Democrats hoped openly for a different decision from Graham, a proven vote-getter in his southern state for a generation. “We can all hope that he will continue to contribute his passion, experience and expertise,” Sen. Jon Corzine, D-N.J., the head of the Democratic Senatorial Campaign Committee, said Monday night after the Floridian left the presidential campaign.

Republicans hold a 51-48 majority in the Senate, with one Democratic-leaning independent. Both parties have had mixed results in their efforts at candidate recruitment in recent months.
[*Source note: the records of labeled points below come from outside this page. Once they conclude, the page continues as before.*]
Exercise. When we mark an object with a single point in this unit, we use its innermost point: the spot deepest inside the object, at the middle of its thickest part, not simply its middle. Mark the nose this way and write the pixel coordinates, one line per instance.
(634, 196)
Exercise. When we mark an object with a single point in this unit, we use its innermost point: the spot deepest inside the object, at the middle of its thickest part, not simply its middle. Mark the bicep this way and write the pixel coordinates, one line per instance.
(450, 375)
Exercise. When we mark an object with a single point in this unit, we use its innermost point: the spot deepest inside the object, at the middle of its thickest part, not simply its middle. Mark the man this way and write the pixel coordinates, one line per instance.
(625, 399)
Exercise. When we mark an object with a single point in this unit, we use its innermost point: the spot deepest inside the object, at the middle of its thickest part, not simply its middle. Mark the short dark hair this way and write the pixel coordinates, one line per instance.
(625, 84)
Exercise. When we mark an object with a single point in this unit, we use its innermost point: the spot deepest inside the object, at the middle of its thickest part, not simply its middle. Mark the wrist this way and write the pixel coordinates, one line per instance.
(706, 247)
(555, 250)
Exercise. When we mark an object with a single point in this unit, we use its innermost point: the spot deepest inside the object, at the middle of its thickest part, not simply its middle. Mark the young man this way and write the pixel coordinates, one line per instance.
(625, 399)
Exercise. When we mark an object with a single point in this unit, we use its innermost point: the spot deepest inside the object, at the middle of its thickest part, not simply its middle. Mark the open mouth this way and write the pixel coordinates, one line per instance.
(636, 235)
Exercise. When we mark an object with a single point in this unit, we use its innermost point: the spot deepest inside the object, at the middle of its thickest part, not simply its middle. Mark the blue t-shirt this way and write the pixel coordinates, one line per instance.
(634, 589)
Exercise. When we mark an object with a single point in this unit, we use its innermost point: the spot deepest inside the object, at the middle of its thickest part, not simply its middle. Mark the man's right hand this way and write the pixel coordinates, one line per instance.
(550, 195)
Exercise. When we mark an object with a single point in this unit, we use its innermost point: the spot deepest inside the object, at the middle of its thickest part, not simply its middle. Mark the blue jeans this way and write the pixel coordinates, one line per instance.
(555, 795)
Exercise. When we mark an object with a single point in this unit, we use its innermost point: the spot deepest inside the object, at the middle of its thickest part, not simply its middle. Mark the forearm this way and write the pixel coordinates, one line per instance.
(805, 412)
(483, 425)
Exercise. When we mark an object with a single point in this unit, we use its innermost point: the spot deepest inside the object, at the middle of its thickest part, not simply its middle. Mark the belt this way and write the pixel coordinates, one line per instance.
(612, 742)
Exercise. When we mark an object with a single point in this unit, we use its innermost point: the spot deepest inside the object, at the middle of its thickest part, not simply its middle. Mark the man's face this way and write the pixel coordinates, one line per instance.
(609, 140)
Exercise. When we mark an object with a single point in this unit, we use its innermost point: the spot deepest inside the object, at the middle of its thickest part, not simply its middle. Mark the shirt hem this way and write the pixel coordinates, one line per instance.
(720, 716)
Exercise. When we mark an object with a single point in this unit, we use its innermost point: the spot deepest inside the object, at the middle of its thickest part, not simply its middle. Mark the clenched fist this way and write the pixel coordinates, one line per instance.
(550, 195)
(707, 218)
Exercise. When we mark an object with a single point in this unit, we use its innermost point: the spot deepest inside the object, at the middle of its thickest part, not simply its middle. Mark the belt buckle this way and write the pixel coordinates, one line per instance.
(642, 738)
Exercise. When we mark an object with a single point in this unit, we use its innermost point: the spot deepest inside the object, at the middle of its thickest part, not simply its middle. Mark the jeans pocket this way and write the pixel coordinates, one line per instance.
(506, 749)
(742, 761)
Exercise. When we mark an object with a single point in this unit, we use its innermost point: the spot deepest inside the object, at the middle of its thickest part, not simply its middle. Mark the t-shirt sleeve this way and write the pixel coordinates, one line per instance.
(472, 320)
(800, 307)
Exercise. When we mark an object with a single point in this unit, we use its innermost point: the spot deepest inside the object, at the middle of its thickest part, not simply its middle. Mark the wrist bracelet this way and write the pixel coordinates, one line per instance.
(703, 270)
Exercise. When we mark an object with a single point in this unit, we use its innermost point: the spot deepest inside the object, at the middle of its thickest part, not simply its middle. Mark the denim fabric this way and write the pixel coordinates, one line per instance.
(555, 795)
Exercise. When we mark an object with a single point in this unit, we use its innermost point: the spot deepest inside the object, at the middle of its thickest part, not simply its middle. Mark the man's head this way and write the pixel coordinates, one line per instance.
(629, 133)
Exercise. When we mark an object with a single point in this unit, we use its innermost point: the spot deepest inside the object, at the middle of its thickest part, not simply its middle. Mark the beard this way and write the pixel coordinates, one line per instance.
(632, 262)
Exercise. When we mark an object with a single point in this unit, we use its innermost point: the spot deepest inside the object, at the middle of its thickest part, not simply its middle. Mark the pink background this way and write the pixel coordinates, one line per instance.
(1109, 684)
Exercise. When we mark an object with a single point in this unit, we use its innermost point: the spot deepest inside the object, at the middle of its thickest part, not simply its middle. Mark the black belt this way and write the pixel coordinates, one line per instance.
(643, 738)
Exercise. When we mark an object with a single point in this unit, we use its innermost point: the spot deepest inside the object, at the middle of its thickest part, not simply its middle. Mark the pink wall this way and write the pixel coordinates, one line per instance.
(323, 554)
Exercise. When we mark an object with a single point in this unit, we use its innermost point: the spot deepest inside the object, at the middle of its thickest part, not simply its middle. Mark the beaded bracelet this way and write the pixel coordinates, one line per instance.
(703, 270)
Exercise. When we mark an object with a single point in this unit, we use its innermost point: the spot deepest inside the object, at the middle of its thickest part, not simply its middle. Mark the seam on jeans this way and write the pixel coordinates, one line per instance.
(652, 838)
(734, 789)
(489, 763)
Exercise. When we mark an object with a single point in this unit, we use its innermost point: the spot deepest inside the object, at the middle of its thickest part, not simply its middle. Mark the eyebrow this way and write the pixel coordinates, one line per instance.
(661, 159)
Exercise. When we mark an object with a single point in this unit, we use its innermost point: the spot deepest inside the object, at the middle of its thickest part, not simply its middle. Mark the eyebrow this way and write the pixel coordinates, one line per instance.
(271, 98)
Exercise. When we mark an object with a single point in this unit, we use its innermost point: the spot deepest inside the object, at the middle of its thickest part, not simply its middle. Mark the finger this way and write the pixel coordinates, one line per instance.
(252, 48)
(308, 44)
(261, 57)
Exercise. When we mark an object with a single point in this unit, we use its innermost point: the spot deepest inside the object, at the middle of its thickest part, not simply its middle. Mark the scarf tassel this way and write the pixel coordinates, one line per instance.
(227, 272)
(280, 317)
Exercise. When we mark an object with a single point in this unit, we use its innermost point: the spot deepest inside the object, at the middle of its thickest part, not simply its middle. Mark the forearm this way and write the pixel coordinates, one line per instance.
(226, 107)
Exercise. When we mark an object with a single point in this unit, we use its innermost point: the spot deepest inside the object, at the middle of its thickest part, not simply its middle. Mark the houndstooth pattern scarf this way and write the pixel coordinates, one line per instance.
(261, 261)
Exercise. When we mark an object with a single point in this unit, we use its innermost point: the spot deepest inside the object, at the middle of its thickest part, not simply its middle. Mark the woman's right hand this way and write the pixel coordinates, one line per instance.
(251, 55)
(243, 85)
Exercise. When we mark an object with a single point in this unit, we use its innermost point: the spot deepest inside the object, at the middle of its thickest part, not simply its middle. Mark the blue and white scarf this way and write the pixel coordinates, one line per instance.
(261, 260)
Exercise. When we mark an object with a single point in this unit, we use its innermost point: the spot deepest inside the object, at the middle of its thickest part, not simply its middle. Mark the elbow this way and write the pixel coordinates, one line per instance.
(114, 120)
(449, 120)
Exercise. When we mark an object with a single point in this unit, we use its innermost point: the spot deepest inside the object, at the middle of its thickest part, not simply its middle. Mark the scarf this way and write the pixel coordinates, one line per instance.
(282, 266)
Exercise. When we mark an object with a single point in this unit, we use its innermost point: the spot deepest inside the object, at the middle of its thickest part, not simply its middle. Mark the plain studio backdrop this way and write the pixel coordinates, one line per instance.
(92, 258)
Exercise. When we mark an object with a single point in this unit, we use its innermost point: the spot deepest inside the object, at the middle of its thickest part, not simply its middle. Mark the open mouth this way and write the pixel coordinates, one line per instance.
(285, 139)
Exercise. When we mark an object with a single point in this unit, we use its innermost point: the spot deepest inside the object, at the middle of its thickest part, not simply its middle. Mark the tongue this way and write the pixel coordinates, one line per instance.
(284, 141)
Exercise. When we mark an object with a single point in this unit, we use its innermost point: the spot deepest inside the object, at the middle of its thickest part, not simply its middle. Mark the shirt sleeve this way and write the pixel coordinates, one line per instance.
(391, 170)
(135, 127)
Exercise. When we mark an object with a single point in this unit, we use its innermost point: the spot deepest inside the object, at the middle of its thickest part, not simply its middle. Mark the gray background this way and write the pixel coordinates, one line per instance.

Southern Democratic incumbents Zell Miller in Georgia; Ernest Hollings in South Carolina and John Edwards in North Carolina are retiring. All three states present Republicans with targets in a region where President Bush ran well in 2000 at the top of the ticket.

At the same time, Democrats gained an opportunity when former Gov. Tony Knowles announced he would challenge Sen. Lisa Murkowski in Alaska, and GOP Sen. Peter Fitzgerald’s decision to retire gives them another chance to gain a seat in Illinois.

The jockeying over Nickles’ seat began almost instantly.

“We are confident that his Senate seat will stay in Republican hands,” said Sen. George Allen, R-Va., who chairs the GOP senatorial campaign committee. Oklahoma has voted solidly Republican in recent presidential elections, and no Democrat has held a Senate seat from the state since David Boren retired in 1994.

Republican Rep. Ernest Istook, elected to the House in 1992, earlier indicated interest in running for the Senate if Nickles retired.